Friday, December 30, 2011

Year-End Meditations

I once told my High Priestess that it took more than at least three million U.S. dollars for me to find her. And she was worth it. She had a very biased (and high) opinion of herself. She didn't think she was fallible. I learned not to argue with her. Some blind people never learned to realize that they were blind. As the year of 2011 is drawing to a close, I have the following meditations:

1. Most humans are fucking no good. Education does not really make a damn difference to their character. All it does to accentuate their foibles and shortcomings, especially they have no grounding in philosophy and respect for truth and integrity like the Asshole and the Monkey I mentioned in various posts of mine.

2. The worst traits humans have are three: greed, anger, and mania. They all have to do with lack of moderation. Of those three, I have two. That's probably why greedy people turn me off. Yet these same people often righteously condemn me for being "cheap". I'm telling you, most humans are no fucking good. They are ready to condemn others and usually are easy on themselves. I look at their simian faces and I feel like putting them out of their misery.

3. With special homage to Chip Mosher, I have the following largely plagiarized words:

A few more short days, I'll turn sixty-three.
For more than thirty six years, I've been free,
Free of hunger and suppression.
But more than four million Vietnamese
Had to die so I could live with feelings of liberation.
A few weeks ago, they announced the war was over in Iraq
When the news reached me, my heart cracked
What a war! And for what?
Just like the wars in Korea and Vietnam,
All were for nothing.
I wonder what this once great country is coming to.
Useless ventures in order to serve the vultures.
The walking wounded and the living dead.
Souls maimed, humans turned animals.
Residual costs were in several trillion dollars lost,
All in the name of freedom and liberty,
But actually for the sake of making money
For the privileged few.
This adopted country of mine, sweet land of liberty,
Is now like Germany, after WW II, a nation of war criminals.
I have read the news today.
Oh boy, the war is over.
But how come no joy, no parties,
No dancing in the streets,
No parades of celebration,
No church bells clanging, banging ,
No people hugging one another.
Daily I look at the faces in the streets
And I realize I'm not in Garden of Eden,
But a cesspool of humanity,
Where Cain is chasing Abel,
Singing, I'm not my brother's keeper;
Don't you know I'm his killer
For he has what I want
And I envy who he is

4. Doesn't the fact I can't write anything these days without a shrill, strident tone suggests that I could not really shake free of the past? A friend of mine told me I had to get the past go if I wanted to be free. He was right, of course. But somehow I keep clinging to the past, my long lost country with all the noise, the dust, the music, the aroma of food wafting in the air, and the faces of young women I used to know. I don't think I suffer from a pathologization of sentiments. I think I just hang dear to the memories so I would know who I am.

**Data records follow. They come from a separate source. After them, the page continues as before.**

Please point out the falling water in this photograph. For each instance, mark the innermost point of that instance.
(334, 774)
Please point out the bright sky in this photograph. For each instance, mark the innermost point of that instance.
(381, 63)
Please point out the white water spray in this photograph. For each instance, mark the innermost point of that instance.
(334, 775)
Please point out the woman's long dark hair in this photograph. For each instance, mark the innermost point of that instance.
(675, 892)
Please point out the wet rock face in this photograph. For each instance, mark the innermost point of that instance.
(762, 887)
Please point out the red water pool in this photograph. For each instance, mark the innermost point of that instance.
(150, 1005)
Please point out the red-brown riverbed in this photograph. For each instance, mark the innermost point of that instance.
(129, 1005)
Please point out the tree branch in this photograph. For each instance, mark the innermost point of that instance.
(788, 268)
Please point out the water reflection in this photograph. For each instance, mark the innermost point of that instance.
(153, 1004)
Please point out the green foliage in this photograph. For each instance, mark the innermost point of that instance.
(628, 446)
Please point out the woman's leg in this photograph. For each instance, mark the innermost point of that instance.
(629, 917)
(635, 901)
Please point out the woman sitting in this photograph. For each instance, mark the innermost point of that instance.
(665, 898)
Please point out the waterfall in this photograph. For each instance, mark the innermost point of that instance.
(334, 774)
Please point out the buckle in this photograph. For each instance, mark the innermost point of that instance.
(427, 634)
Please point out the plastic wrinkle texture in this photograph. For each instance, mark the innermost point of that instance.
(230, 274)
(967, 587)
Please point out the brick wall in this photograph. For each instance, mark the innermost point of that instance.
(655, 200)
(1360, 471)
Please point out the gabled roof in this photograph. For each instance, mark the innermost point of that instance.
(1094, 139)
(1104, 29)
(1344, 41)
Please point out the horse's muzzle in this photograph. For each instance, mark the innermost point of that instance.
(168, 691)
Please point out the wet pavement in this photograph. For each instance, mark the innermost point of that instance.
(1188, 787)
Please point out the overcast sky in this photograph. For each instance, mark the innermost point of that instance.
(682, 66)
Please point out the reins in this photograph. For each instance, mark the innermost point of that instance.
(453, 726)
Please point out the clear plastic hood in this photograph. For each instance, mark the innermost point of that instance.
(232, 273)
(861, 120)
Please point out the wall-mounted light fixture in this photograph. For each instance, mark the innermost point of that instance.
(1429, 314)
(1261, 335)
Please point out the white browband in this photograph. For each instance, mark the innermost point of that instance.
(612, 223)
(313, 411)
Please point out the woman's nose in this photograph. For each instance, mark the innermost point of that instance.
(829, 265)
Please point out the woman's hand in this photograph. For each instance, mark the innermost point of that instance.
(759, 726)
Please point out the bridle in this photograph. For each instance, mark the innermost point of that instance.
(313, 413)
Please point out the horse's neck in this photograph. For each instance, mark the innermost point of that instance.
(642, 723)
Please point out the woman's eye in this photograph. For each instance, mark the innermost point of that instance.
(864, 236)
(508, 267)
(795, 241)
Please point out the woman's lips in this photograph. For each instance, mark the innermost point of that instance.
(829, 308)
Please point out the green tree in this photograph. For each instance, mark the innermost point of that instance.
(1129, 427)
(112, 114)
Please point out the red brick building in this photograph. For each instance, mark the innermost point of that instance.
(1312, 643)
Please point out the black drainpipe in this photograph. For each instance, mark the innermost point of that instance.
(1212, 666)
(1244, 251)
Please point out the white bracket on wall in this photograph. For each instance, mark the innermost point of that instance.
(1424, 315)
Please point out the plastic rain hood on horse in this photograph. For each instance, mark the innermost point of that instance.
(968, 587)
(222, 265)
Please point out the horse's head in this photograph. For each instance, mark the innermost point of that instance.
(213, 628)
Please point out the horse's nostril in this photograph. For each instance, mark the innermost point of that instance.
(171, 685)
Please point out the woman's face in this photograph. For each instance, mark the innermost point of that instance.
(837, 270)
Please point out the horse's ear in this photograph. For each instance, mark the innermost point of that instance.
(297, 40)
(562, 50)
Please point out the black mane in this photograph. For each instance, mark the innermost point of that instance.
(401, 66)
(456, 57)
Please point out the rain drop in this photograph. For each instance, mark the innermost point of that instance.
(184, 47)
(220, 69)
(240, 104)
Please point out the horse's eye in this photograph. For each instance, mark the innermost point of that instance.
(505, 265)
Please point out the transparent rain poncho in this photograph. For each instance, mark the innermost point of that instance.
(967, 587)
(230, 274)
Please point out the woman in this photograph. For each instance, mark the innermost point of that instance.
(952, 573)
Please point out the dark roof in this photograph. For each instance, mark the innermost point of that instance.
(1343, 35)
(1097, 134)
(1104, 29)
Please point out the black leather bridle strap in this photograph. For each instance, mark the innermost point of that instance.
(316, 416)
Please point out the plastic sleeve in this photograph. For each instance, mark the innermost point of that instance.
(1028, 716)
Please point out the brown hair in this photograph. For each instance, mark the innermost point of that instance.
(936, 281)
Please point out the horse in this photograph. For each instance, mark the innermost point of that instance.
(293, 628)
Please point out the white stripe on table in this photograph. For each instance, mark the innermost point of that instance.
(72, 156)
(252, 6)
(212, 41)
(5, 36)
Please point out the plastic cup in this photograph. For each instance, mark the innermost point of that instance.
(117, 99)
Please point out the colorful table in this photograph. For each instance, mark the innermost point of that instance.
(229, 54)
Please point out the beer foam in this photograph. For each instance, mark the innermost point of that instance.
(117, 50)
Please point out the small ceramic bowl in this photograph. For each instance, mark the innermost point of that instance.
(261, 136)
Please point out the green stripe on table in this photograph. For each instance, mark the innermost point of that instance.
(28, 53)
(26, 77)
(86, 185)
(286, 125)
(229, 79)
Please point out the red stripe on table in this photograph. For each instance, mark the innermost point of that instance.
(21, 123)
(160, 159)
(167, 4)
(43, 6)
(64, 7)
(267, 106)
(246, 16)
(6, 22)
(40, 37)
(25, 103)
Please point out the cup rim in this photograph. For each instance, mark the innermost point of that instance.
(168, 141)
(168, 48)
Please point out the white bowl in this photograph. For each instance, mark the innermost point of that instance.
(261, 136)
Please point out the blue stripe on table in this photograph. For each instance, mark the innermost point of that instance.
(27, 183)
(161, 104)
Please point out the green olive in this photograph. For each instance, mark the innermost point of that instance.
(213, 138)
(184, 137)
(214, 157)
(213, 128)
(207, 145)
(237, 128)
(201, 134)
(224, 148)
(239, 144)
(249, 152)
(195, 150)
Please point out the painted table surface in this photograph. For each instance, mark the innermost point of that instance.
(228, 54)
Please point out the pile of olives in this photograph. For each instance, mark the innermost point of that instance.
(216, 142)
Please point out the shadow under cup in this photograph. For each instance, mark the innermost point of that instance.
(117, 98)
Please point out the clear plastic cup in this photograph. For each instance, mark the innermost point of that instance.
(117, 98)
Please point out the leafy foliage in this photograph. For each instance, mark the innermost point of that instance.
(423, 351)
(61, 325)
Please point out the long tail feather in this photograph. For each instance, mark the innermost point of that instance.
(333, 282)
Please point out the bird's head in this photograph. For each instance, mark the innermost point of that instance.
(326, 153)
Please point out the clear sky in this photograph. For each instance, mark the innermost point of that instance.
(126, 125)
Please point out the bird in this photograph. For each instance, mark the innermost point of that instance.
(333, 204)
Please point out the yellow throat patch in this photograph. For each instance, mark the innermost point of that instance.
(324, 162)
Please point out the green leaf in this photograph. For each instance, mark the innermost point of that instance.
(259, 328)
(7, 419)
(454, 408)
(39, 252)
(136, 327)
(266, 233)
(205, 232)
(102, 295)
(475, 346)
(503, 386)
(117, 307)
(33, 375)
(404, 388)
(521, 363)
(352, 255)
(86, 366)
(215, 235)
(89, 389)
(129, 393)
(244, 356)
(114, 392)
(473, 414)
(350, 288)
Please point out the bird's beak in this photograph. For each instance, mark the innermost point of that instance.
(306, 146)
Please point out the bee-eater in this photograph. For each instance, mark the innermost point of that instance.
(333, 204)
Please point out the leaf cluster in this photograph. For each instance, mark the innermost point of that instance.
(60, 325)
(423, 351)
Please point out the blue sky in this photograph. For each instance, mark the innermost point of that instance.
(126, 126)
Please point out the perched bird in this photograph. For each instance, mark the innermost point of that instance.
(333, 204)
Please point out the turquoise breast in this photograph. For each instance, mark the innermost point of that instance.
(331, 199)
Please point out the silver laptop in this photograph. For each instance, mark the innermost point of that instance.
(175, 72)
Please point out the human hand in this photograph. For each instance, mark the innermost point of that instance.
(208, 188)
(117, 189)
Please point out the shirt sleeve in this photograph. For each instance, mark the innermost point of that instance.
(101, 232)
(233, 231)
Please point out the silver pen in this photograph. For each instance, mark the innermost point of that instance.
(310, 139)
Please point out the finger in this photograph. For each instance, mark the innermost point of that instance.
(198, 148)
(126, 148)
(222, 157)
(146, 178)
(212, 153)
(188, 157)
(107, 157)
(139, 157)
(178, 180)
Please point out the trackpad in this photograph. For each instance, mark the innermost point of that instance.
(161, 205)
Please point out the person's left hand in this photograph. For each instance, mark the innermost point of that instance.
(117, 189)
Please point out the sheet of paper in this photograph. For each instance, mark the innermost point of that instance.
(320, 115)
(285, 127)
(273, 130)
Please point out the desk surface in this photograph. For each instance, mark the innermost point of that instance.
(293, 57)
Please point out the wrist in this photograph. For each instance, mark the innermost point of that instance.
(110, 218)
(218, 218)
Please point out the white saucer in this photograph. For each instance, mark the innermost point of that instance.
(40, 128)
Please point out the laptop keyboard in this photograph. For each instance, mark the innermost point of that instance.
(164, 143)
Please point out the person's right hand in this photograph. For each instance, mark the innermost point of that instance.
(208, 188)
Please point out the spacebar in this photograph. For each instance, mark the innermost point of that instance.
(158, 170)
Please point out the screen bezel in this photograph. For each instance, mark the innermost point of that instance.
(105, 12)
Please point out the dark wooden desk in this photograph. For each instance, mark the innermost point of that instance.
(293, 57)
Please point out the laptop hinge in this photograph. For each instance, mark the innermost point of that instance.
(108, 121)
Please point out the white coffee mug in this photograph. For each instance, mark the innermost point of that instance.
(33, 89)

5. I like the wilderness. I grew up in the tropics where the flora was abundant and verdant even during the dry season, where water and swamps and irrigation canals and ditches were everywhere, where there were bugs and birds flying around of all hours. Now I am discovering I like dry, arid lands. The few weeks ago, I camped in a national park near Las Vegas. I went for a walk on the first night. The night air was thick with an undefined odor of wilderness. The wind came down from the mountains and I felt its coolness. I saw the leaves on the some willow-like trees ripple in the wind. I smelled the pine and the scent of flowers. I looked up at the sky and thousands of twinkling stars and the full solitary shining moon. And I felt a kinship with the land, the air, and the sky. But moments like those are rare. These days I am laboring to put away my nagging desire to strike, to draw blood. With great efforts, I am writing. I write so the demon can be kept at bay.

6. As I said, I am not really a greedy man. I just want to make enough money to pay for food and shelter so I don't have to beg in order to survive. I never want to steal and cheat and lie and take away things, including money, in order to prove that I am smarter than my victims. I look at myself in the mirror have no reason to feel shame. Greed brings sufferings. I have seen that over and over again.